Nested relational databases

A concept of nested relational databases is discussed, which is similar in nature to object oriented data models, but with a straightforward mapping to a conventional relational representation (usually). The nested form has some advantages which can be formalised with the concept of the unique prime Cartesian factorisation of the extension of the declared constraint on each database.

A constraint on a tuple is a recurring idea. E.g. it's relevant to dbvars of relational databases, tuples in relations, TTM possreps and domains and images of functions.

The motivation is a notion of maximal partitioning of the information in a database into orthogonal parts. This means having as many variables as possible which can be updated independently. There is an emphasis on relation variables (relvars), encompassing both base and derived relvars.

For a more detailed example see Factorisation of supplier and parts database schema

Nested databases

Consider there is a need to record lots and lots of facts about Fred Flintstone, independently of other things in Bedrock.
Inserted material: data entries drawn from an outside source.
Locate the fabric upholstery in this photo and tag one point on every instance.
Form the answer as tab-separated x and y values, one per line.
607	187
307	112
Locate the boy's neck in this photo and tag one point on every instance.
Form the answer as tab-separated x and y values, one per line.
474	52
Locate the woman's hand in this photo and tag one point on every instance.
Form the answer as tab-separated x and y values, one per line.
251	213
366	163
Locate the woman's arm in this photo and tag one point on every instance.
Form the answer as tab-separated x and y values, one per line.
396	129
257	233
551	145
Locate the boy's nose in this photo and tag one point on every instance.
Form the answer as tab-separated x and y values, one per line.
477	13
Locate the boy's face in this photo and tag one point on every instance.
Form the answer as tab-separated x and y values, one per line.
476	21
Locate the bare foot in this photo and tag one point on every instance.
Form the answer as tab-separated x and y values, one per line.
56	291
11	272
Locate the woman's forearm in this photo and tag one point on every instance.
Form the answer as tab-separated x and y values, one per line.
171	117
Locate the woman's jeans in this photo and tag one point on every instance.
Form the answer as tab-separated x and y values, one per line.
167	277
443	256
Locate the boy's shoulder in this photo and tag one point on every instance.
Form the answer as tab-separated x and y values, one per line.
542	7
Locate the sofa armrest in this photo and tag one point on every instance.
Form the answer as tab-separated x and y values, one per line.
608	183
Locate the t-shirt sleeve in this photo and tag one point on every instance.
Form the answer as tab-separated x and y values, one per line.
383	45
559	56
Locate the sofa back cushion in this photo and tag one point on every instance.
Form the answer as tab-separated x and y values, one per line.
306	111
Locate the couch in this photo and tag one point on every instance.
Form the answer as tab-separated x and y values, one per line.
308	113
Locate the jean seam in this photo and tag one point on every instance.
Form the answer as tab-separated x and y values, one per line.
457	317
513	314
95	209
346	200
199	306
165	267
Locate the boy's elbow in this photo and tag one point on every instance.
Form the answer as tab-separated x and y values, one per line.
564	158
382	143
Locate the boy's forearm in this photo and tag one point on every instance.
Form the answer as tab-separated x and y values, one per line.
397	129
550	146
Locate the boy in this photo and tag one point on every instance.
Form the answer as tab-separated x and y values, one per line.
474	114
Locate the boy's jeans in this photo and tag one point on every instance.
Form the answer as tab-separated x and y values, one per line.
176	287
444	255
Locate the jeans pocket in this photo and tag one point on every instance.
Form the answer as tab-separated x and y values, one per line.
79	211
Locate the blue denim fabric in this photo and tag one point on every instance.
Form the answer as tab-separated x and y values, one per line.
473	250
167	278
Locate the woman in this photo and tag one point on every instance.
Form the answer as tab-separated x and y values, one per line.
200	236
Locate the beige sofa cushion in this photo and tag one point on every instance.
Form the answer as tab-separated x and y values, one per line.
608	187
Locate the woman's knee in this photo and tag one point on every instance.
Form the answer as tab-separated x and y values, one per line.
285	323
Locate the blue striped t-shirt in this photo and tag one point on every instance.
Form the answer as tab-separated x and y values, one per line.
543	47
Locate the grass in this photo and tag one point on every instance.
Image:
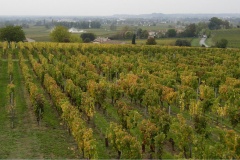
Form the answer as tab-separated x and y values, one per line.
232	35
164	41
38	33
27	140
195	42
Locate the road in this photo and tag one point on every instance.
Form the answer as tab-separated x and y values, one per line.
202	42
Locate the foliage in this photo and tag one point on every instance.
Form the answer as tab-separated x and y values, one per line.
222	43
171	33
151	41
134	39
216	23
87	37
182	42
60	34
12	34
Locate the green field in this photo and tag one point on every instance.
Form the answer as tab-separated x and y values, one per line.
120	101
37	33
232	35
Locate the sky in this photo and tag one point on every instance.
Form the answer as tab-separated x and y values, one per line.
111	7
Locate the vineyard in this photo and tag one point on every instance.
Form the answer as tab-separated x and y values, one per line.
126	101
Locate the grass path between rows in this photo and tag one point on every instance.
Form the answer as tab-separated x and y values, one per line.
27	139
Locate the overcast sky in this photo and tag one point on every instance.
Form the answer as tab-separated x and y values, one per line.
110	7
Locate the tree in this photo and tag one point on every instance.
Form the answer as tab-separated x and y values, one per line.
222	43
171	33
12	34
151	41
190	30
113	27
87	37
182	42
134	39
128	35
60	34
75	38
215	23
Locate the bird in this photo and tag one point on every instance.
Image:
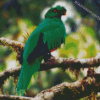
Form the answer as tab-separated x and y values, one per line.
48	36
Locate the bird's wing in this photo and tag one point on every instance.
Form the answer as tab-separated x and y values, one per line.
54	34
48	35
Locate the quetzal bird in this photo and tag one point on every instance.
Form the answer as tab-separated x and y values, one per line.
49	34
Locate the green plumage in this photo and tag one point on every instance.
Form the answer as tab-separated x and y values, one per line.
53	34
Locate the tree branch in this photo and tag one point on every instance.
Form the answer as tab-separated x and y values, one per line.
66	91
12	97
72	91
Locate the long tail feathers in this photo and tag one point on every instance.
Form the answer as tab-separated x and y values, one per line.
25	75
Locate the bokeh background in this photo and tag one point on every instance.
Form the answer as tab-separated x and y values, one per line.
19	17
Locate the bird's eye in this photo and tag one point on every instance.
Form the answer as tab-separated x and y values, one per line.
54	11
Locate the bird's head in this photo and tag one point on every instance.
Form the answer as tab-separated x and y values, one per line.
57	11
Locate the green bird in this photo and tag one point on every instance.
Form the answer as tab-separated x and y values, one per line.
49	35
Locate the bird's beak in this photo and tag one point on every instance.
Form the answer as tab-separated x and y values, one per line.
64	13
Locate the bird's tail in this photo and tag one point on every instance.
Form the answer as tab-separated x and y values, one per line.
25	75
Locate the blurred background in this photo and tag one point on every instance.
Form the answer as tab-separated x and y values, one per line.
82	22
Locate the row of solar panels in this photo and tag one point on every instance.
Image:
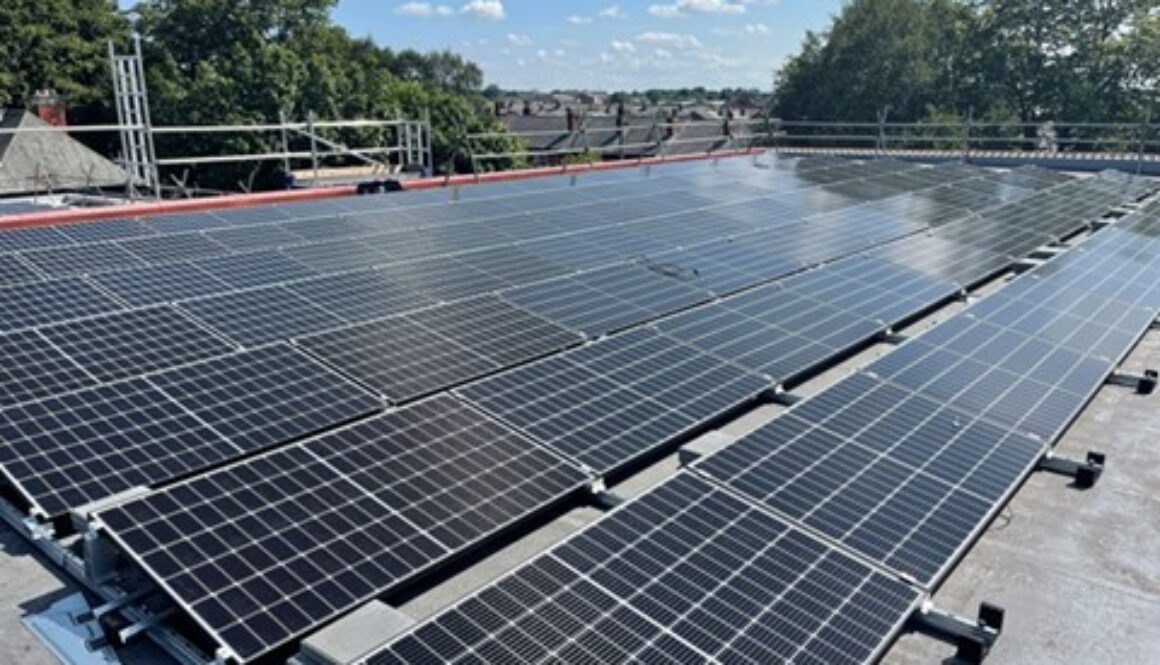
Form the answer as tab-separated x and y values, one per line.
792	544
635	390
238	411
403	358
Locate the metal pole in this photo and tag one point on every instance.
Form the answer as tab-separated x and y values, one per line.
313	144
285	141
146	117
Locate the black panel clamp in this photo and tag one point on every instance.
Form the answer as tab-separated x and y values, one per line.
972	640
1145	383
1086	472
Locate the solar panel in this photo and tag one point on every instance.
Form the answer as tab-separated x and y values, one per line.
178	247
442	277
80	259
254	269
36	303
611	402
247	238
497	330
35	368
262	551
104	230
261	316
686	573
360	296
71	449
154	284
13	270
568	302
398	358
129	344
267	396
897	477
413	355
31	238
335	255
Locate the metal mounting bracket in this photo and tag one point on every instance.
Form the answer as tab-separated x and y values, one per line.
1086	472
1145	383
973	638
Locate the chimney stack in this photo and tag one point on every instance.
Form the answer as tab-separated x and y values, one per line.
50	107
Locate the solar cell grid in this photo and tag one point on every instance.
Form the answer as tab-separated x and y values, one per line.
686	573
894	476
265	550
156	284
397	356
74	448
360	296
608	403
268	396
254	269
129	344
14	270
261	316
81	259
36	303
35	368
175	247
31	238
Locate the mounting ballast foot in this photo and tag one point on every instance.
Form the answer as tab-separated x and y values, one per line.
1086	472
785	398
602	498
973	640
1145	382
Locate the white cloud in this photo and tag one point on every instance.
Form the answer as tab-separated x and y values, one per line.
484	9
613	12
687	7
423	9
669	40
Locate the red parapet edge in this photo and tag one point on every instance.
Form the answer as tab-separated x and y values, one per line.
80	215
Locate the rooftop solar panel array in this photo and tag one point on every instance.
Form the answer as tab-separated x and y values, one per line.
263	550
130	374
686	573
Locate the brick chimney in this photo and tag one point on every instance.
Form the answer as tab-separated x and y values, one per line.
50	107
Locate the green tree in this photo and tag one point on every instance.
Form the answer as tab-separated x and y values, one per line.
59	44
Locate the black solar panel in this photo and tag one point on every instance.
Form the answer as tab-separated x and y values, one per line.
262	551
686	573
31	238
35	368
37	303
608	403
154	284
14	270
268	396
81	259
413	355
66	450
360	296
262	315
176	247
889	474
129	344
254	269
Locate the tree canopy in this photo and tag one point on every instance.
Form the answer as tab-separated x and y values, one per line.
1027	60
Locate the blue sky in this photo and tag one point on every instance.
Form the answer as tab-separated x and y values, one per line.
600	44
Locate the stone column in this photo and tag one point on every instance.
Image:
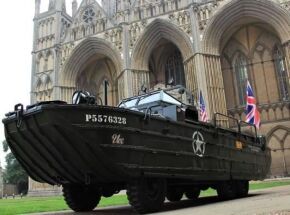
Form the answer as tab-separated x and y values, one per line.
286	47
215	86
190	76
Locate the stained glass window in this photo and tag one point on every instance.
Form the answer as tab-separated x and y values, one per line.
174	70
281	73
241	71
89	15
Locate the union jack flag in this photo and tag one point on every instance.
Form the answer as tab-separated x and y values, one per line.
202	110
253	115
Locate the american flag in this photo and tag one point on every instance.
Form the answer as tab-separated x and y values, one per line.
253	115
202	110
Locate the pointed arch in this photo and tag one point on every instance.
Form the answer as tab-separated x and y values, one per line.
273	130
157	30
82	54
242	12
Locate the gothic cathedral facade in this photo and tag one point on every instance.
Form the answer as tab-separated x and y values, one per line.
213	46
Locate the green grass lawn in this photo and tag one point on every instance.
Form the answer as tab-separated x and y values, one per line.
45	204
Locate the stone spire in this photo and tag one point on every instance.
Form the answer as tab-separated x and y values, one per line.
109	6
74	7
60	5
37	7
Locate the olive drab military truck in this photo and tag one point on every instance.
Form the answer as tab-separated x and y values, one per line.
152	145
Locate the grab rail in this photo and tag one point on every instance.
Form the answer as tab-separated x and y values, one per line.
238	122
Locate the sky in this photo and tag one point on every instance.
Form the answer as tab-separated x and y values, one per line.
16	21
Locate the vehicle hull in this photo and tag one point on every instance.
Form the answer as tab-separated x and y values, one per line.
72	144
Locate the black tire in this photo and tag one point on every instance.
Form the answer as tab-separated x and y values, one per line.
174	194
192	193
242	188
146	195
81	198
227	190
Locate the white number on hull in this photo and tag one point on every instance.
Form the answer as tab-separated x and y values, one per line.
106	119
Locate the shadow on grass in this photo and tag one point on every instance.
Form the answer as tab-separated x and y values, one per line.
168	206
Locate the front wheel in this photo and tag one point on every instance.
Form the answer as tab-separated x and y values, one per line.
146	195
81	198
227	190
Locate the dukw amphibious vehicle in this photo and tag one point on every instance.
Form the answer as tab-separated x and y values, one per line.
152	145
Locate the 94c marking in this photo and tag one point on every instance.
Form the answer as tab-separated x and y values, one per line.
106	119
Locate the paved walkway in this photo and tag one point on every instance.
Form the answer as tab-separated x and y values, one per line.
272	201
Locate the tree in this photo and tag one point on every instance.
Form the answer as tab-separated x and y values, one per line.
14	173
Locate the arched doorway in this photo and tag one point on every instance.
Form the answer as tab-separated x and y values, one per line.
97	77
160	53
254	53
93	66
166	65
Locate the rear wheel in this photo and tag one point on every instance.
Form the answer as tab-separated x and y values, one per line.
146	195
81	198
242	188
192	193
227	190
174	194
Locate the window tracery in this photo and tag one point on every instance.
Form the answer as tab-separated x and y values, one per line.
241	72
281	73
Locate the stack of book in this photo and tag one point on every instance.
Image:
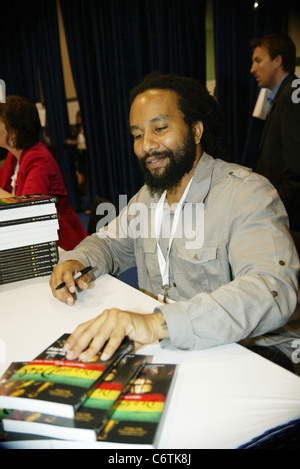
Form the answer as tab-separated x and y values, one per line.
120	401
28	237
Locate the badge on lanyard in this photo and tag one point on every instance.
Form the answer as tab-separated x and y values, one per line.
164	264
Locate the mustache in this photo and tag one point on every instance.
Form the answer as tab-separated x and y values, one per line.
156	155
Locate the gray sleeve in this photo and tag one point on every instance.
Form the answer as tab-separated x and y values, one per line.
262	296
110	250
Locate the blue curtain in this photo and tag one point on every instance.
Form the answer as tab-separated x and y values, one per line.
112	45
31	66
18	64
236	23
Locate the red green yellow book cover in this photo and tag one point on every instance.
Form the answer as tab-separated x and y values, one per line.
53	385
136	415
90	417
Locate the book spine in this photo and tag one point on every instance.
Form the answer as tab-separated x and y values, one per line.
7	269
30	249
27	276
27	259
21	221
25	269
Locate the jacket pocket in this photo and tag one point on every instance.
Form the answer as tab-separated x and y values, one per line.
195	270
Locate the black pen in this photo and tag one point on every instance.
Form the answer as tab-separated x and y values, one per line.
78	275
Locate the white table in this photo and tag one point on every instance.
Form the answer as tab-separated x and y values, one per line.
223	397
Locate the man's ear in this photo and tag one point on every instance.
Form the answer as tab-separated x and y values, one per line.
198	131
278	61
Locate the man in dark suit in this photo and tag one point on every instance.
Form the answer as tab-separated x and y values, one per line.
273	65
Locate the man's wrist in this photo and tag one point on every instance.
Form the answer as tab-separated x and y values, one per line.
163	331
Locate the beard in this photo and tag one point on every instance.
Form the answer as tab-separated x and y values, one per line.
180	163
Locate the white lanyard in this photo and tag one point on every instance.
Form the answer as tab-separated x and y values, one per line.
164	264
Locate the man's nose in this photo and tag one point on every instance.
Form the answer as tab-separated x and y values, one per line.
150	143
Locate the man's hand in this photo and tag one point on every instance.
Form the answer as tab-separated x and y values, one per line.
112	326
65	272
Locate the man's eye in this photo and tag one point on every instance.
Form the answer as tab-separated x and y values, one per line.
161	129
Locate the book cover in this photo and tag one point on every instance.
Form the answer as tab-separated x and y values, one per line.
137	416
90	417
50	384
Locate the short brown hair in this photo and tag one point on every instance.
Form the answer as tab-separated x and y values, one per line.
279	44
20	116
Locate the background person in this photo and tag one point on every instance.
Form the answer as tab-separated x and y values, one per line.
278	159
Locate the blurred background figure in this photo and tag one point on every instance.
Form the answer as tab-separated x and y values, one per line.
30	168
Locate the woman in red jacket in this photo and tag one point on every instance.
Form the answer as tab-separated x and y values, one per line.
31	169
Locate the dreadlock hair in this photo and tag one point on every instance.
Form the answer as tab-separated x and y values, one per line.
195	103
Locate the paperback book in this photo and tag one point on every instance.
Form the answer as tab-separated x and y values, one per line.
137	416
50	384
90	417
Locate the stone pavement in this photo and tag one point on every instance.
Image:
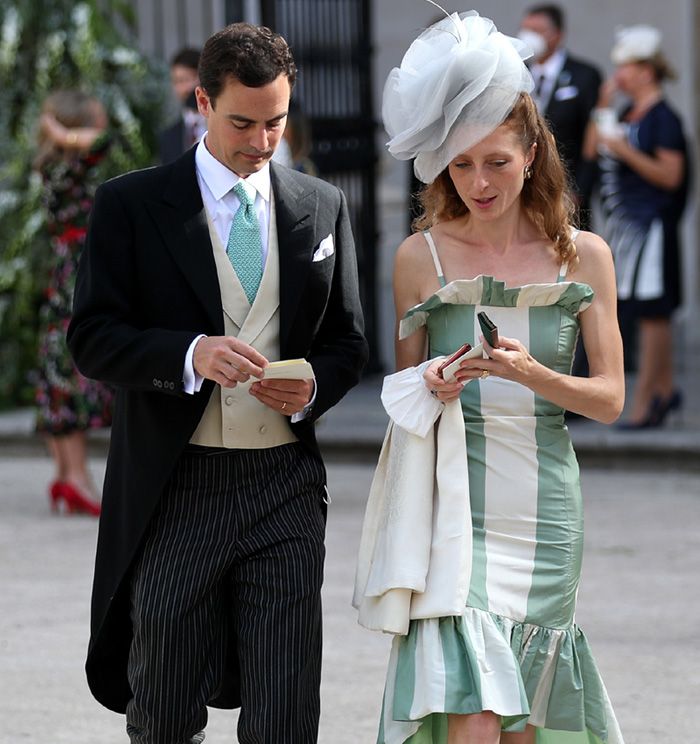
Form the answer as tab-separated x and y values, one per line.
636	606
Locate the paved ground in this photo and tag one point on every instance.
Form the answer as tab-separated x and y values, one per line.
638	604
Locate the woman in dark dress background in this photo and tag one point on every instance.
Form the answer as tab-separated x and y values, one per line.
644	179
72	143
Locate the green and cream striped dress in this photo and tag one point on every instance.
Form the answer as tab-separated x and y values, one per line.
515	650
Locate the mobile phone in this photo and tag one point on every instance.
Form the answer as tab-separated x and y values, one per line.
489	329
463	349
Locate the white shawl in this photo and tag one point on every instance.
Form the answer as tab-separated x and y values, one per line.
416	545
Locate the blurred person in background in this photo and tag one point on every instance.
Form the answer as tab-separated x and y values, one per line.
566	91
297	135
72	142
644	185
190	124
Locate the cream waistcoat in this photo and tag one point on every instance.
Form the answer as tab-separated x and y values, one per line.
233	418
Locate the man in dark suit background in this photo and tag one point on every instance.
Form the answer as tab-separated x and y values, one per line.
566	91
189	126
210	552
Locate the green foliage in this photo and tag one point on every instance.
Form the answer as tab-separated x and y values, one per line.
46	45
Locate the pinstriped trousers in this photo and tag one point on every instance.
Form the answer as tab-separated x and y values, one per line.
237	535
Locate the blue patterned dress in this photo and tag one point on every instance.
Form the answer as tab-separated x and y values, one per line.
516	649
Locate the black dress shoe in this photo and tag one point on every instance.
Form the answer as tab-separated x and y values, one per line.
659	408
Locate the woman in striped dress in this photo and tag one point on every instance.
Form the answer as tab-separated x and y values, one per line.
512	667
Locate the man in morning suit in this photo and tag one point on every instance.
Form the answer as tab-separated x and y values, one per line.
210	552
566	91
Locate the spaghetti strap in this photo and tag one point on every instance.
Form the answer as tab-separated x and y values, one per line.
433	252
565	266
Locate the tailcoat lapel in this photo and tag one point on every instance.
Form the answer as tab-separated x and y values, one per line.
296	219
181	219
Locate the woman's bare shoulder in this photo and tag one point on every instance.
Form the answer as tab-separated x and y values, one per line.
594	257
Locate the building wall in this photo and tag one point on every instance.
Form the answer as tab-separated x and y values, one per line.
591	26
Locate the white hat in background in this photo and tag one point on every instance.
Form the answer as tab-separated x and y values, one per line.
635	44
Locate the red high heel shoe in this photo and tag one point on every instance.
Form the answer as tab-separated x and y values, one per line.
74	501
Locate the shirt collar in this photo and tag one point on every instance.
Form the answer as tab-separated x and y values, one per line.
220	179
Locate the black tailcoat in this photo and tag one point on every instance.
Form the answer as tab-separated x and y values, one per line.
146	287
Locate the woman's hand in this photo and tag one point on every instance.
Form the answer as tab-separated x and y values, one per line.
443	391
511	361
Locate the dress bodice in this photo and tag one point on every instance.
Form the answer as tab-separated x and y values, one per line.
544	317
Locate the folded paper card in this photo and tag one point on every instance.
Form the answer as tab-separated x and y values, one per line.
289	369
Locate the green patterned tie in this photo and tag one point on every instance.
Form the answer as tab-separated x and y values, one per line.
244	248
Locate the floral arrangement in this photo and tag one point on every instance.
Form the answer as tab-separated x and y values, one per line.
46	45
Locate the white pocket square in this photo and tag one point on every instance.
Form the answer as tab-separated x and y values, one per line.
324	250
566	94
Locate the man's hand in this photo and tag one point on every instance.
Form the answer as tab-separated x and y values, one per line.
227	360
285	396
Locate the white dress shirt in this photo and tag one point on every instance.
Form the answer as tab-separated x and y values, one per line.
548	72
216	183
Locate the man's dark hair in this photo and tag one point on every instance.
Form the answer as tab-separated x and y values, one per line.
553	12
253	55
187	57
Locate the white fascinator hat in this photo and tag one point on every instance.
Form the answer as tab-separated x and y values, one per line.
457	83
635	43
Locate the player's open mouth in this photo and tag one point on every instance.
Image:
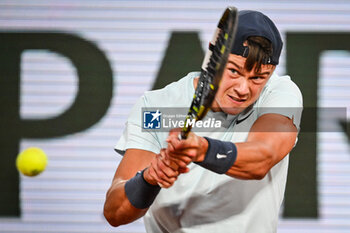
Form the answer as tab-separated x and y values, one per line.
237	99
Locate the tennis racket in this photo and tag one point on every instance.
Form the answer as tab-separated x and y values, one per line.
212	69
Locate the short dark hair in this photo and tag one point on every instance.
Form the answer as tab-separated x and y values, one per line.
260	49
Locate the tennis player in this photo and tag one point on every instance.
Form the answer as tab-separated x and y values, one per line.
229	180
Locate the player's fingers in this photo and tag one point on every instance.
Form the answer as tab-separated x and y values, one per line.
166	159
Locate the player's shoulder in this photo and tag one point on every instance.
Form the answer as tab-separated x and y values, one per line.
282	83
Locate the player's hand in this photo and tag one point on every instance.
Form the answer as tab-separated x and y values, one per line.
162	171
183	152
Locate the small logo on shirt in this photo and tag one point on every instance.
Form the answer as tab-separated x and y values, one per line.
220	156
152	119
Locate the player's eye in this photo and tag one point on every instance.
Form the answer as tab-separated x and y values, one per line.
258	79
233	72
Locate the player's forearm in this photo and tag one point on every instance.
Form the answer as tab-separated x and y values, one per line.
118	209
254	160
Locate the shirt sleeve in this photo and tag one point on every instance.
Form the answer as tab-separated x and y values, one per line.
134	136
283	97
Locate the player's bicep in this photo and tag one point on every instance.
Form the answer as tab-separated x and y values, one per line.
133	161
277	132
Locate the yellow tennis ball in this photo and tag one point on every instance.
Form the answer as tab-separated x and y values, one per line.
31	161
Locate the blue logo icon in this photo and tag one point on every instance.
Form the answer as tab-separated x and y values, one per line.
152	119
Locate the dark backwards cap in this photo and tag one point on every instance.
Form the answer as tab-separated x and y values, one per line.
254	23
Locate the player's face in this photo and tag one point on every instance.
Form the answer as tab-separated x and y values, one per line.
240	88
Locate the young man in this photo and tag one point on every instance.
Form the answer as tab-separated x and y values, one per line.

It makes sense to define an independent schema just for Fred Flintstone (but probably reusable for other characters) using predicates which implicitly concern Fred Flintstone, and therefore don't need an identifier for a person! E.g. instead of

EyeColour(P,C) :- Person P has eye colour C.

the attribute P can be eliminated from the predicate because it is implicit

EyeColour(C) :- Fred Flintstone has eye colour C.

Note that elimination of identifiers from predicates means that dee and dum might be quite common (i.e. for boolean properties of things).

The person identifier is only needed in the outer or containing database (in order to make statements about that person in relation to other things), and as far as the DBMS is concerned, the identifier can (also) be regarded as a reference to an inner database. The inner database is deleted by the DBMS when it is no longer referenced. Within the inner database the person identifier is irrelevant. This immunises it from updates to the value of the identifier, and also schema changes when the format of the identifier changes. IMO these are striking advantages. For example, in a conventional RDB a change to the format of an identifier can require schema changes to dozens of relvars.

Since we have managed to pull P out of the predicate EyeColour, we have managed to create real cartesian prime factors within the context of a representation of all the information which is exclusively about Fred Flintstone!

Evidently there's a similarity to an OO perspective, because a nested database resembles an object and a surrogate id is like an oid. However I want to emphasise the fact that this connection is superficial. The nested database is founded on logic, and it's obvious that the power of the relational approach is undiminished by nesting given that the more conventional relational representation without nesting can be uniquely derived by simply adding the identifiers back again, as attributes of global predicates (assuming predicates are globally uniquely named).

Minor note: this can lead to multiple identifiers being added back again depending on nesting depth. This upsets unnesting if the nesting depth varies for a given type of nested database, and it means that global identity involves a path into a tree structure of nested namespaces, so the appropriate way to unnest is to record these paths in a single attribute.

todo : it would be useful to understand how the usual concept of functional dependencies and normal forms fits into the picture.

Concurrency

A significant motive for nested databases is to do with concurrency. If users can update prime factors independently then concurrency is maximised. If the information in a database can be factorised into thousands or millions of (conditional) prime factors, which are each very simple, like a person's eye colour, then it becomes reasonable to support multi-user editing where edits are applied to a local copy of the data without network latency, and even branching and merging of databases is feasible (in a similar fashion to version control systems that support branching and merging of text files). The premise is that users working on separate, long lived tasks, don't tend to edit the same very fine grained prime factors, so the number of conflicts tends to be very small.